What I did not anticipate was the uncanny premonitoriness of ‘Bird Box’: there was no way of knowing that in its content and tone it would anticipate things that would come to pass in 2020. Very recently I remembered the film and decided to see it again. Inevitably, in the time of the coronavirus the film had new reverberations. I then felt impelled to read Josh Malerman’s novel.


Malerman, in third person but viewing events through the prism of his protagonist, Malorie, narrates the course of a pandemic whose effects include the breakdown of habitual social and economic activity (‘the entire globe is shut in’ – 277), the collapse of mobility and the near-compulsory wearing of, if not masks, blindfolds. There are repeated references to the ‘new world’ (e.g. 226, 227) that has come into being, and to the sensation that people ‘will never be free again’ (358), that the era when folks ‘walked the streets freely’ (330) has gone for ever. Horrendous acts occur, yet at the end hope resurges though community and children and a possible refuge from the worst of the pandemic is adumbrated.

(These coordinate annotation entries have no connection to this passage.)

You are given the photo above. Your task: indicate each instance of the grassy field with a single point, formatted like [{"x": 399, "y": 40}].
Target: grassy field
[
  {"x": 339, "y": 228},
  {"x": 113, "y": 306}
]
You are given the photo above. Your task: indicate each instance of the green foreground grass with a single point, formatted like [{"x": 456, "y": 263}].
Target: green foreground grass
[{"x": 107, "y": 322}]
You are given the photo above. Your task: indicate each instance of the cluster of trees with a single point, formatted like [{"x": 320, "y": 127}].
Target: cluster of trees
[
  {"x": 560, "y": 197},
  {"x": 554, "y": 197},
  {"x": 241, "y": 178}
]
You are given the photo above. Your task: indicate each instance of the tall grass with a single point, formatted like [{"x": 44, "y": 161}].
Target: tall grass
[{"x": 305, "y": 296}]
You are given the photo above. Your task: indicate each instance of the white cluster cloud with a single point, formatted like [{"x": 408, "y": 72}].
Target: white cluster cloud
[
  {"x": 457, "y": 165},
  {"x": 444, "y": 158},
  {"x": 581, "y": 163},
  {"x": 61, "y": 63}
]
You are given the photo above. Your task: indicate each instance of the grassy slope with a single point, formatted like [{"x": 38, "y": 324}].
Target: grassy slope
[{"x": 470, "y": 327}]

Those who found the film spellbinding are also likely to be hooked by the book. Indeed, in a sign that the subjects raised by ‘Bird Box’ are ongoing, a sequel, to be titled ‘Malorie’, will be published in July. This second novel has been announced by Josh Malerman in a conversation at:


and we can be sure that this time round, the story told by Malerman will be read differently = for better or worse, and let us only hope for the better.

Josh Malerman, ‘Bird Box’, Harper Voyager, 2014, 381 pp., ISBN 978-0-00-752990-2


Note added 30 July 2020:

‘Malorie’, Josh Malerman’s sequel to ‘Bird Box’ was indeed published in July 2020. I have already read it and found it a worthy continuation. It did not disappoint, but it leaves loose ends to the point where I am convinced this can only imply a third volume, and thus for the moment I reserve comment as any speculative analogies or comparisons could prove totally wrong. Let us meanwhile see if a second film materialises!